Life and Theft in Bughouse Square

John Drury was a writer for the Chicago Daily News, from 1926 to 1944. He often covered Chicago street life. In compiling notes for “Towertown,” an unpublished inventory of the near north side, Drury typed out the length of an article by Wallace Willits, as if performing a ritual of historical memory. Willits’s piece, printed October 4, 1921, in the Daily News, celebrates Bughouse Square (officially, Washington Square Park), located directly across the street from the Newberry Library. In the early twentieth century the square was a renowned free-speech forum for bohemians, political radicals, and other self-styled iconoclasts. According to Willits, Bughouse Square nurtured an even more varied collection of social misfits.

Willits’s index of Bughouse personalities takes note of the “ardent vegetarian,” “the psychopathic expert,” “atheists and left-wing socialists,” “Freudian psychologists,” and a drunk hoping to “promote” 50 cents from some distracted passerby so he can purchase another pint. “Free speech never was freer than in this unique spot on the near north side,” Willits writes. This freedom, he seems to imply, is also the freedom to speak without making any sense. It occurs in a space outside state surveillance and iconography, which the shedding of “Washington” in popular reference to the park reflects.

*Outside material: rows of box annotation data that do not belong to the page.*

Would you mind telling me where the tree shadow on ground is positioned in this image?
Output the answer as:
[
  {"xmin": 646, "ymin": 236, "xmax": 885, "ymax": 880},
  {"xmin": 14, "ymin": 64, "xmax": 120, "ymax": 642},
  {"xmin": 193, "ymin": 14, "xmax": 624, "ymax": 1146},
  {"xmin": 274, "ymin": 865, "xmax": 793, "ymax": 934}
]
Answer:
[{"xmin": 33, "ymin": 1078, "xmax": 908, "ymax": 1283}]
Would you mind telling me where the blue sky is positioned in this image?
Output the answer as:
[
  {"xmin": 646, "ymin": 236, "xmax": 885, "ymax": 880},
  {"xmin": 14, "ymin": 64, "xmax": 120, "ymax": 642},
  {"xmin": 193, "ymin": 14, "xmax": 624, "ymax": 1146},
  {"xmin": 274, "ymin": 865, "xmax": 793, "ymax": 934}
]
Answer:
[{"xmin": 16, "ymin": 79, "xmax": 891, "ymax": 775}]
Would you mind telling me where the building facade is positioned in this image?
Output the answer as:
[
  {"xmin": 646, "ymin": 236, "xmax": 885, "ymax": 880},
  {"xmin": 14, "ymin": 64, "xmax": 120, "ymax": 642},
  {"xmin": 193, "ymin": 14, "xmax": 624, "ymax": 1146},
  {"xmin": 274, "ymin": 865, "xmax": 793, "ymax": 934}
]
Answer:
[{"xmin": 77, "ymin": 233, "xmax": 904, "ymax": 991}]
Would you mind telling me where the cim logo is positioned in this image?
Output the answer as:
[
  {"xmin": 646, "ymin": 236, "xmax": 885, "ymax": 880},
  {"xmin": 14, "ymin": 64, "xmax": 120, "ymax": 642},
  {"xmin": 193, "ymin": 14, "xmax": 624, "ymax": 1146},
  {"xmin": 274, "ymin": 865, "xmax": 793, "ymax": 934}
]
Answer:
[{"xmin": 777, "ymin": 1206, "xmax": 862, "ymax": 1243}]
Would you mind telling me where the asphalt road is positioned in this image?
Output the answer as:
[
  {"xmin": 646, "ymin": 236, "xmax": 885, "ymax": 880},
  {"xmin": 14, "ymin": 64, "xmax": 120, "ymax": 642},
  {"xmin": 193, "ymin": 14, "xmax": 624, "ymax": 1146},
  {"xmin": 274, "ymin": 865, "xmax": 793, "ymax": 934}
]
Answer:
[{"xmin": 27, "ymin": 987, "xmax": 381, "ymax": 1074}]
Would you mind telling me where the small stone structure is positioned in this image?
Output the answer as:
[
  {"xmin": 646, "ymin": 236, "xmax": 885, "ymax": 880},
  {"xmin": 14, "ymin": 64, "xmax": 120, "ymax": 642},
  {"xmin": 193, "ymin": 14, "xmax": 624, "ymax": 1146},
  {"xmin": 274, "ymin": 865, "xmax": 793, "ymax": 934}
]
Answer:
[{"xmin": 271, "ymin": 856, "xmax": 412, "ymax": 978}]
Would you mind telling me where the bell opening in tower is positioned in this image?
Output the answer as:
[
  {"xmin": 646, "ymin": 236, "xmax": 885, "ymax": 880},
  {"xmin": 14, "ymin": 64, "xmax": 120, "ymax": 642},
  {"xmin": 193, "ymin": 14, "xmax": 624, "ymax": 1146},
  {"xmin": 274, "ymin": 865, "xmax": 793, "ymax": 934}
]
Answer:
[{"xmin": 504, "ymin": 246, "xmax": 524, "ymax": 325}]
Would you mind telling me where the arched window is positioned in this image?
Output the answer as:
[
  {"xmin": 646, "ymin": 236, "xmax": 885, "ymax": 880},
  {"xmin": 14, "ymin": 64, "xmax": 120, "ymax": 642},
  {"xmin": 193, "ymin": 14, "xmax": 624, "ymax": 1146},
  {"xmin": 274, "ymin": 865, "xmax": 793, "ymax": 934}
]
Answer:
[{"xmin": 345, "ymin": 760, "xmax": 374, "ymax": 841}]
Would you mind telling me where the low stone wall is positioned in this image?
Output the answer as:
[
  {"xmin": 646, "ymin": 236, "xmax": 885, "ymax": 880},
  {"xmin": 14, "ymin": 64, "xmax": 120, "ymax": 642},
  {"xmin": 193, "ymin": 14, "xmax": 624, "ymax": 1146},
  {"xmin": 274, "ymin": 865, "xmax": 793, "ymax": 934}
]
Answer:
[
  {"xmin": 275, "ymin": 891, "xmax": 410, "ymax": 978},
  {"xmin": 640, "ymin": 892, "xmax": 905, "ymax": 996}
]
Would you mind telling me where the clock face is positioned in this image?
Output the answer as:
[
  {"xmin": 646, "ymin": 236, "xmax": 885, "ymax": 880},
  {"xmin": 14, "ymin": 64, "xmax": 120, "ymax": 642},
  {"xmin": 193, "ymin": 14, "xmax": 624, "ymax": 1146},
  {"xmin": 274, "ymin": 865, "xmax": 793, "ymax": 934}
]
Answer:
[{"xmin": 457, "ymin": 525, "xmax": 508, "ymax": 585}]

Whether the Bughouse Square residents disengaged themselves from official life or were disowned by it, doesn’t seem to matter. They will air their grievances, declaim their psychoanalytic theories, and fight for survival. They are the inexorable debris of humanity. According to Willits, it’s a scene that nature is about to close: with winter on the horizon, “Bughouse Square will relapse into dreariness, waiting for spring again.”